For many doctors, marketing lectures are also a welcome diversion.
“It beats talking to little old ladies about their bowels,” said Dr. Eric Storvick of Mankato, Minn., who made more than $174,000 between 1998 and 2005 from drug makers.
The number of drug marketing presentations delivered by doctors across the United States rose nearly threefold between 1998 and 2006, according to Verispan, a company that tracks drug marketing efforts.
In some cases, consulting doctors are so well recognized that they offer drug makers far more than the chance to influence their own prescriptions. For drug makers, among the most prized consultants are those who write guidelines instructing their peers about how to use drugs.
Drug Companies’ Nature
This list of top doctors in Minnesota includes Dr. Richard Grimm of the Berman Center for Outcomes and Clinical Research in Minneapolis, who has twice served on government-sponsored hypertension panels that create guidelines about when to prescribe blood pressure pills. Last year, he served on a National Kidney Foundation panel that wrote guidelines about when kidney patients should be given cholesterol pills.
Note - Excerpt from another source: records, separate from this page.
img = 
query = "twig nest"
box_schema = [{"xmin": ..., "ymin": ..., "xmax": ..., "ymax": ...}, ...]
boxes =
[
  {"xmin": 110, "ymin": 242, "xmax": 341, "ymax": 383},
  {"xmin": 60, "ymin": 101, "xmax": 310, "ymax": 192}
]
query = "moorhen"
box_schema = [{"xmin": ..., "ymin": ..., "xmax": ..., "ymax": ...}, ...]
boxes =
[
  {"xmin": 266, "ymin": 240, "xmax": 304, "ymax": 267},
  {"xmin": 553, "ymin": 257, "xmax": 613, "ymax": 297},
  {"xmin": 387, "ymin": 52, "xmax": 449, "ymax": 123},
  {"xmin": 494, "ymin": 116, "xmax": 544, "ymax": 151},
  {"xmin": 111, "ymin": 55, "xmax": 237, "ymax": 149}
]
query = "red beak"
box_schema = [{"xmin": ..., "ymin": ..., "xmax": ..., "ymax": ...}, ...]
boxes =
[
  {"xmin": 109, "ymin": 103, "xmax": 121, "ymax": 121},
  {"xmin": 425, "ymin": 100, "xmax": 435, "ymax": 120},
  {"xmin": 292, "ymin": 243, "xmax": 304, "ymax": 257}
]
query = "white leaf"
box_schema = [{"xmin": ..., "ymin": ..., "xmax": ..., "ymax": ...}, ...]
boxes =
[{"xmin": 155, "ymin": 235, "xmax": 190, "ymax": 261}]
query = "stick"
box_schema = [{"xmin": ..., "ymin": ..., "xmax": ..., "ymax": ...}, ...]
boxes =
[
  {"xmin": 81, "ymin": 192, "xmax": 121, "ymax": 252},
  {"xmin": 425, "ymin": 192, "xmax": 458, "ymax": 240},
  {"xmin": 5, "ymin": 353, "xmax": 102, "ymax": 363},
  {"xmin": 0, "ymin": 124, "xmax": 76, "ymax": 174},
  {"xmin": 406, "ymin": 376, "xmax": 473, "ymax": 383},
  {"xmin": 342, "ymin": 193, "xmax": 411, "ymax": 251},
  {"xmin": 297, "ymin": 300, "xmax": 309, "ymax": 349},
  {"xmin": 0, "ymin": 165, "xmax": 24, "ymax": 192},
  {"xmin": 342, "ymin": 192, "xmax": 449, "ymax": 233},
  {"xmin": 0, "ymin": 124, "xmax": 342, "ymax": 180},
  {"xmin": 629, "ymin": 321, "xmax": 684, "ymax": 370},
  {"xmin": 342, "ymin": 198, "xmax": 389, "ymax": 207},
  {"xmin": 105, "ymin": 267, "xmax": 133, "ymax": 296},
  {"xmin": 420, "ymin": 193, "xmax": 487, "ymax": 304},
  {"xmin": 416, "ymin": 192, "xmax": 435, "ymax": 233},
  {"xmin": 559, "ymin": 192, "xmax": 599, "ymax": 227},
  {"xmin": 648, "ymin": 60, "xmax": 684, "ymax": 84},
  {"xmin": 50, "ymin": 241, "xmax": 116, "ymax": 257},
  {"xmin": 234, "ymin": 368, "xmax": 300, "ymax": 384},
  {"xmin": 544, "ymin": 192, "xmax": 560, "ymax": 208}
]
Between 1997 and 2005, Dr. Grimm earned more than $798,000 from drug companies, according to records. In 2003 alone, Pfizer paid Dr. Grimm more than $231,000. Pfizer markets Lipitor, a cholesterol drug that last year had $12.9 billion in sales, more than any other drug in the world. It also markets Norvasc, a hypertension drug that last year had $4.9 billion in sales. Guidelines that suggest greater use of these drugs would be a huge boon to Pfizer.
“Drug companies are like lions,” Dr. Grimm said of his sponsored talks. “For lions, it’s their nature to kill zebras and eat them. For drug companies, it’s their nature to make money. They’re not really trying to improve anybody’s health except if it makes them money.
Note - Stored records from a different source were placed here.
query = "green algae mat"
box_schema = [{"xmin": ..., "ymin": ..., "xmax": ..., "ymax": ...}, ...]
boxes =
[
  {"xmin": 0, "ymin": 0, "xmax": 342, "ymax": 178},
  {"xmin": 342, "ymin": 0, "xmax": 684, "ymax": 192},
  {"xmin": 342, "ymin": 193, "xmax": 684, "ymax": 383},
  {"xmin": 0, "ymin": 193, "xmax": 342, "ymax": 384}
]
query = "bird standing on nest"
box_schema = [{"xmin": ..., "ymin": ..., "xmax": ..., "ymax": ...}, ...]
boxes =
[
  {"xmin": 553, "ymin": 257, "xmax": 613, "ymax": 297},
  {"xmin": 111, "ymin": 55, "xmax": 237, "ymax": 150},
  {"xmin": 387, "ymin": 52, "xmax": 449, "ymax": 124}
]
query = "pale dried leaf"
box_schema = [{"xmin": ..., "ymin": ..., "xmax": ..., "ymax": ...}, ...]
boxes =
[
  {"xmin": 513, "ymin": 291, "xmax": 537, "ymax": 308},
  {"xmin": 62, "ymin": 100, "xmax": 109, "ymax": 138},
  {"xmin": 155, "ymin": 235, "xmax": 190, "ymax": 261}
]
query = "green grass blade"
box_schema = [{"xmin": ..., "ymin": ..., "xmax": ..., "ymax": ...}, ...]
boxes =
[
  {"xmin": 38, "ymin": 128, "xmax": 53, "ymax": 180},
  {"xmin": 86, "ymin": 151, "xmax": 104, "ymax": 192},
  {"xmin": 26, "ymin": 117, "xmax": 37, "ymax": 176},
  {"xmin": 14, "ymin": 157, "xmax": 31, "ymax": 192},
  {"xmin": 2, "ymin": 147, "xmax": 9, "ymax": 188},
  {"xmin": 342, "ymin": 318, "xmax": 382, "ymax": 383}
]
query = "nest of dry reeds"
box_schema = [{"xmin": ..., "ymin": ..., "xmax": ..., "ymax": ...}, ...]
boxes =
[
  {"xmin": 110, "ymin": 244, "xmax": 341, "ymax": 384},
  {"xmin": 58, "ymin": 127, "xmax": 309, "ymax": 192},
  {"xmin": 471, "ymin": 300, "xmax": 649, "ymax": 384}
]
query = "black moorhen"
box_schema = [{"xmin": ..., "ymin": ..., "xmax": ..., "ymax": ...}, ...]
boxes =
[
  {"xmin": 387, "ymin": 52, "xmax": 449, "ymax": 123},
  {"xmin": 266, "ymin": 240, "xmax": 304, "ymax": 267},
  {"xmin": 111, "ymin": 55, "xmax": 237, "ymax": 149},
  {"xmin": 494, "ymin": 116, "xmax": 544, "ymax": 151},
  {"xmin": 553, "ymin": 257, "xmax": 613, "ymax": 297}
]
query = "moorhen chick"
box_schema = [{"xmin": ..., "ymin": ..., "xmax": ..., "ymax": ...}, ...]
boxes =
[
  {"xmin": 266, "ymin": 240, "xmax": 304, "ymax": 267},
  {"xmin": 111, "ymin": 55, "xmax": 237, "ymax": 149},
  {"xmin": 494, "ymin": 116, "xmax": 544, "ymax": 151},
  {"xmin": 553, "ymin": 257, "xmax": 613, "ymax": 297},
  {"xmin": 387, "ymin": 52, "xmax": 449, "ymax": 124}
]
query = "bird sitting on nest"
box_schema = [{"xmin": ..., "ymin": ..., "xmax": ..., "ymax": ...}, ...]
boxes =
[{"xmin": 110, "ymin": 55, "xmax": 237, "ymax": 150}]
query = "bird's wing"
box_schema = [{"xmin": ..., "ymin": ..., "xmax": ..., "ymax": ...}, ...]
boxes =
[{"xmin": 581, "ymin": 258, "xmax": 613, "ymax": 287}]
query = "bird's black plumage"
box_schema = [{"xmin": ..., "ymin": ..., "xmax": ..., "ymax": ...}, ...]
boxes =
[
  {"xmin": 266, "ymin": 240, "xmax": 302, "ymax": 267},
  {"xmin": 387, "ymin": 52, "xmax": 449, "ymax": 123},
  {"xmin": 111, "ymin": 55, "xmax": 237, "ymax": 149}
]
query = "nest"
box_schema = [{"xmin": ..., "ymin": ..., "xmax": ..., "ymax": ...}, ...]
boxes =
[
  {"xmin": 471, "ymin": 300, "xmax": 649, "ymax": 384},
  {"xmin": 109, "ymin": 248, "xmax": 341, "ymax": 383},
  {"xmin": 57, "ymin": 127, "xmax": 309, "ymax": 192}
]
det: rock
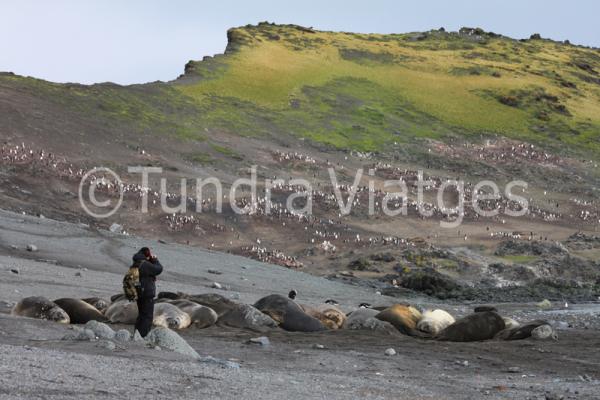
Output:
[536,299,552,308]
[198,356,240,369]
[385,347,396,356]
[85,320,115,339]
[504,367,521,374]
[146,327,200,359]
[108,223,123,233]
[133,330,146,342]
[96,340,117,351]
[62,328,96,341]
[531,325,558,340]
[246,336,271,346]
[115,329,131,342]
“On your side, you’re making a bit of money, but you’re also trying to educate the doctors. And in my view, the doctors need a lot of educating.”
Dr. Grimm said that he contributed more than $50,000 between 1997 and 2005 to the Minneapolis Medical Research Foundation, and that his lectures were not biased.
Dr. Donald Hunninghake served on a government-sponsored advisory panel that wrote guidelines for when people should get cholesterol-lowering pills. The panel’s 2004 recommendations that far more people get the drugs became controversial when it was revealed that eight of nine members had financial ties to drug makers. The full extent of those ties have never been revealed.
In 1998 alone, Pfizer paid Dr. Hunninghake $147,000, and he earned at least $420,800 from drug makers between 1997 and 2003. He left the University of Minnesota in 2004 to become a full-time industry consultant. He is now retired.
“Most of my talks did not relate to drugs but the guidelines for treatment,” Dr. Hunninghake said. He said his consulting practice included a variety of activities, including lectures.
A 2002 survey found that more than 80 percent of the doctors on panels that write clinical practice guidelines had financial ties to drug makers.
“It is critical that the experts who write clinical guidelines be prohibited from having any conflicts of interest,” said Dr. Marcia Angell, a former editor of The New England Journal of Medicine. “Since they have no data themselves but are just making judgments based on their expertise, they absolutely must be impartial or it undermines the whole enterprise.”